Recursive Cat?

extnic · August 31, 2012, 12:49pm

I have a directory, say "DirA" with a bunch of subfolders 'Sub1, Sub2... etc.' Each subfolder has a number of csv files.

I want to delete the top ten rows of each csv file, then concatenate them and save the output as a csv file with the same name as the subfolder.

My code currently looks like this, but I really don't know what I'm doing at all.

for dir in ./; do 
	cat **/*.csv > $dir.csv
done

Thanks,
extnic

Corona688 · August 31, 2012, 1:06pm

What do you mean by 'delete the top ten rows'? Do you mean physically remove the rows from the file, or just not put them in your output?

matches anything, two *'s in a row is redundant.

If there's few enough files, it could be as simple as

tail -n +11 folder/*/*.csv > output

jim_mcnamara · August 31, 2012, 1:07pm

cd DirA
find . -type d > /tmp/mydirs.txt
while read dir
do
     cd $dir
     ls *.csv | while read csv
     do
           awk 'FNR>10' "$csv" >> big.csv
     done
     mv big.csv  ${dir}.csv
     cd ..
done < /tmp/mydirs.txt

This just creates the csv files without whacking off the top 10 lines of the csv's.
The final large csv for the directory is in the directory.

extnic · August 31, 2012, 1:25pm

corona688:

What do you mean by 'delete the top ten rows'? Do you mean physically remove the rows from the file, or just not put them in your output?

matches anything, two *'s in a row is redundant.

If there's few enough files, it could be as simple as
tail -n +11 folder/*/*.csv > output

Thanks! But the output file looks like it is just listing the names of the csv files. I have 150 subdirectories, so I would love to be able to automate it instead of doing this for each of the subdirectories.

Corona688 · August 31, 2012, 1:35pm

If it prints no lines, then the files don't have more than 10 lines. You can give it -q to tell it to omit the file names.

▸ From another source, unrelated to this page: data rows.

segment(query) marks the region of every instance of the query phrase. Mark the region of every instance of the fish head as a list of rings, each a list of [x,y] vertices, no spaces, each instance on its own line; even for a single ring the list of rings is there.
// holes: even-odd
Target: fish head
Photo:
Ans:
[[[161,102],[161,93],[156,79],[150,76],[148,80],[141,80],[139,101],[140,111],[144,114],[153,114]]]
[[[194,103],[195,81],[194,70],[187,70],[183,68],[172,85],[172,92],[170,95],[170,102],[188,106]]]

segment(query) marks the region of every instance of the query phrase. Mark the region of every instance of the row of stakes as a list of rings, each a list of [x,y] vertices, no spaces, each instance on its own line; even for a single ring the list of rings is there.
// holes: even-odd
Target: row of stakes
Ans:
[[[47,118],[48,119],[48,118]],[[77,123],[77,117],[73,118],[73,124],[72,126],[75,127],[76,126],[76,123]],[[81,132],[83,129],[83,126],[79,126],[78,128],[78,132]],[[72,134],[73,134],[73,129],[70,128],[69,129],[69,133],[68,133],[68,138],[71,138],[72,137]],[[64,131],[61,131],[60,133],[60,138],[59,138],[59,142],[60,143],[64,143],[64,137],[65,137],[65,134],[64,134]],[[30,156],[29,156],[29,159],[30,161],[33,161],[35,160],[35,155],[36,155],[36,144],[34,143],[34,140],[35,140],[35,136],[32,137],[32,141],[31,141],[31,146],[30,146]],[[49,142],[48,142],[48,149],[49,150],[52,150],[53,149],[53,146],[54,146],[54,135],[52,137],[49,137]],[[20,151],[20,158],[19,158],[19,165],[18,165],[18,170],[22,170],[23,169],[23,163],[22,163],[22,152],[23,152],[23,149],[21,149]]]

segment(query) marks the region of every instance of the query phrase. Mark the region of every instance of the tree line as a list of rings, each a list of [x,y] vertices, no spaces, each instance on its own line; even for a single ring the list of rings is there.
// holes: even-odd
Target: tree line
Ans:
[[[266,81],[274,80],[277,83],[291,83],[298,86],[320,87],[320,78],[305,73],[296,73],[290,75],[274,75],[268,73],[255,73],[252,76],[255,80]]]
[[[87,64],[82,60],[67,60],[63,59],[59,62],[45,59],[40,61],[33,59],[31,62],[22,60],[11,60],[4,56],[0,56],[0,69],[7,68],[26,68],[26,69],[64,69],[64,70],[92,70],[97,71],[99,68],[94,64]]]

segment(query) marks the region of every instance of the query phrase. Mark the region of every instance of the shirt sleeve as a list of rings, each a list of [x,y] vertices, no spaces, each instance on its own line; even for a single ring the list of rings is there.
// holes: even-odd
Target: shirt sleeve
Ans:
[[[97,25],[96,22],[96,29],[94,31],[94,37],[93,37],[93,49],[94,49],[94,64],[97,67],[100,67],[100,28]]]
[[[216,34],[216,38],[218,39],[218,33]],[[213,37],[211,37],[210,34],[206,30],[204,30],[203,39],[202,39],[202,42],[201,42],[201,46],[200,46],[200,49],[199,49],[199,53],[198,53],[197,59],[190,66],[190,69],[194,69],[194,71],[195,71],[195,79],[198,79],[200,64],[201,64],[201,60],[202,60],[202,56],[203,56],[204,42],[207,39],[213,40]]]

Automate what? It's already selecting everything under folder/whatever/whatever.csv, what other folders do you want? You seemed to imply they were all at the same depth, folder/folder2/file.csv. If they're not, you need to use find and use its output to feed the tail command. xargs can turn a list of files on stdout into a list of arguments, as long as the filenames and folder names contain no spaces.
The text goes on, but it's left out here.